For over 30 years, I’ve been an artist, neuroscience researcher and a doctor. I take care of people and do basic research in a lab. My experiences in the medical field and science have greatly influenced my art. My latest artwork focuses on connections, both internal (as stored memories) and external (with other people).
Certain memories and traumas are registered in our bodies and mind, some causing profound change. I believe that my memories of the past, both traumatic and pleasant, continue to shape who I am today. As a physician, I see the repercussions of memory in my patients, sometimes even manifesting with physical symptoms such as pain.

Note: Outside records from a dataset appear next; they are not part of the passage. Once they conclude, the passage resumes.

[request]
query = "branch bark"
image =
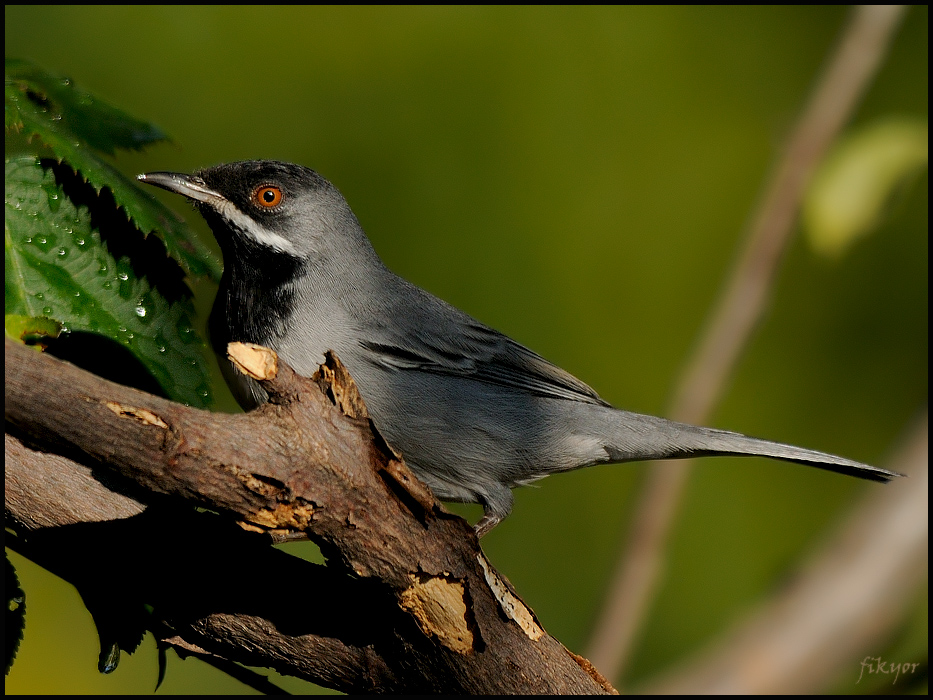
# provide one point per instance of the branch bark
(100, 480)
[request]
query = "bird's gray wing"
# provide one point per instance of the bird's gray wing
(440, 339)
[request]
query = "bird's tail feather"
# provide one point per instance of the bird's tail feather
(647, 437)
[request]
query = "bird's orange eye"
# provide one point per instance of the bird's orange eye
(267, 196)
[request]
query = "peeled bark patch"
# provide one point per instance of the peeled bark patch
(438, 604)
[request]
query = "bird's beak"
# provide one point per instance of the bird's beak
(186, 185)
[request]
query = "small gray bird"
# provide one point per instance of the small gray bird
(473, 412)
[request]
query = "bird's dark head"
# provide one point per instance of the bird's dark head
(264, 206)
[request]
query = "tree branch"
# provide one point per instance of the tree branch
(407, 602)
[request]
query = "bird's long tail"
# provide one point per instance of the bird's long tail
(646, 437)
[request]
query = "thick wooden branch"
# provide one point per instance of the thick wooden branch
(407, 603)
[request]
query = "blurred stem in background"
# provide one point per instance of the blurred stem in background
(849, 71)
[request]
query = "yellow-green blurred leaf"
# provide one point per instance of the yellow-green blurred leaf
(850, 192)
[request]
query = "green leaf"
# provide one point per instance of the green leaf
(850, 193)
(15, 618)
(72, 123)
(57, 268)
(97, 123)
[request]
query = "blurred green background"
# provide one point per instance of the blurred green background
(578, 178)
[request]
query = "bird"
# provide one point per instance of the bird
(473, 412)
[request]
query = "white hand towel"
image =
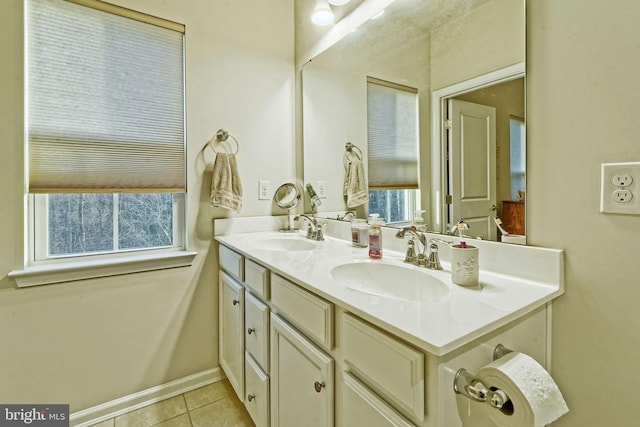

Just as computers store information within the circuitry of their “motherboards,” we too store memories in our central nervous system. If we could see our biological “motherboards,” what would they look like? What would our fears, hopes, feelings, desires look like? What colors, shapes, sizes? This train of thought lead me to creating visual representations of what our biologic motherboards might look like.
But beyond our internal motherboards, we also interact with hardware motherboards from technologies that have become increasingly important in daily life. Through these devices, we transmit, re-transmit, and forward digital images. However, to save data space, software algorithms slightly degrade an image each time it is transmitted. And although these subtle modifications are invisible to the human eye, they are not unlike the way human brains modify memories, computers, and images.
My current work uses several layers of body images such as CT scans, X-rays, or neuronal networks juxtaposed with images of familiar places, scenarios, and people. I then digitally transform the images with specific software algorithms which reflect the ways in which our memories and thoughts change over time. Ultimately, they acquire new personal meanings and emotions based on our experiences, biases, traumas and hopes.